— Так он мертв?
— Мертвее не бывает. Боюсь, что это здорово усложнит ситуацию.
— Это была самозащита, — возразил Фицдуэйн. — Молодой человек был убежден, что на мосту должен остаться только один из нас, и я еле увернулся.
Медведь вздохнул.
— Какая разница, — сказал он. — Убили вы его? Убили. Свидетелей нет. Будет дознание. Заявления, заключения, допросы и так далее. Вся эта бодяга.
Голос Фицдуэйна сделался совсем сонным.
— Лучше попасть под следствие, чем сыграть в ящик.
— Ну-ну, — проворчал Медведь. — Между прочим, в доме дежурит полицейский. По сути говоря, вы уже под арестом.
Фицдуэйн не ответил. Глаза его были закрыты, он дышал ровно и глубоко. Одеяло прикрывало его только до пояса, поверх него лежала забинтованная рука. На теле, чуть ниже грудной клетки, уже вспухал чудовищный синяк. Детектив подошел поближе и укрыл спящего по шею. Затем потушил свет и тихо затворил за собой дверь в спальню.
Полицейский готовил на кухне кофе. Он налил Медведю чашечку, щедрой рукой плеснув туда бренди из запасов фон Граффенлауба. Медведь подумал, что, если ему не удастся хоть немного поспать, он скоро свалится с ног.
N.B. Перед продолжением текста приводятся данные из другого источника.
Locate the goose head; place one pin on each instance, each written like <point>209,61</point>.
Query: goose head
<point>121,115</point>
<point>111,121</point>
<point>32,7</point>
Его коллега сел и откинулся назад, так что стул под ним опирался только на задние ножки. Это был ветеран, прослуживший в органах больше двадцати лет; до того, как Медведь сменил свою форму на штатскую одежду, они вместе патрулировали улицы Берна.
— Из-за чего все это, Хейни?
Медведь зевнул. За окном уже начинало светлеть. В квартире было тепло, но по телу его пробежала дрожь от усталости.
— По-моему, этот ирландец потянул за хвост тигра. Полицейский поднял бровь.
— Не слишком понятно.
— Я и сам мало что понимаю.
— Почему это сыщики — такой скрытный народ? Медведь улыбнулся. Возразить ему было нечего.
— Тем живем, — сказал он. — Не будь тайн — и сыщики были бы не нужны.
Снова зазвонил телефон. На стене в кухне висел параллельный аппарат. Полицейский снял трубку, затем передал ее Медведю.
— Тебя. Дежурный из участка.
Медведь поднес трубку к уху. Немного послушал, задал несколько вопросов, и по лицу его пробежала улыбка. Весь разговор занял не больше минуты.
— Везет же парню, — сказал Медведь, повесив трубку.
— То есть?
— Оказывается, свидетель-то был, — пояснил Медведь. — Один из постояльцев “Бельвю” — заезжий дипломат — видел из окна своего номера все, что произошло на мосту. Он говорит, что видел, как на Фицдуэйна напали, и хотел рассказать об этом, но никто из ночных работников отеля не мог его понять, так что в конце концов ему пришлось вызвать из посольства переводчика и с его помощью сделать заявление. Он подтверждает рассказ ирландца.
— Я думал, дипломаты у нас обходятся без переводчиков. Что он, совсем темный? Медведь рассмеялся.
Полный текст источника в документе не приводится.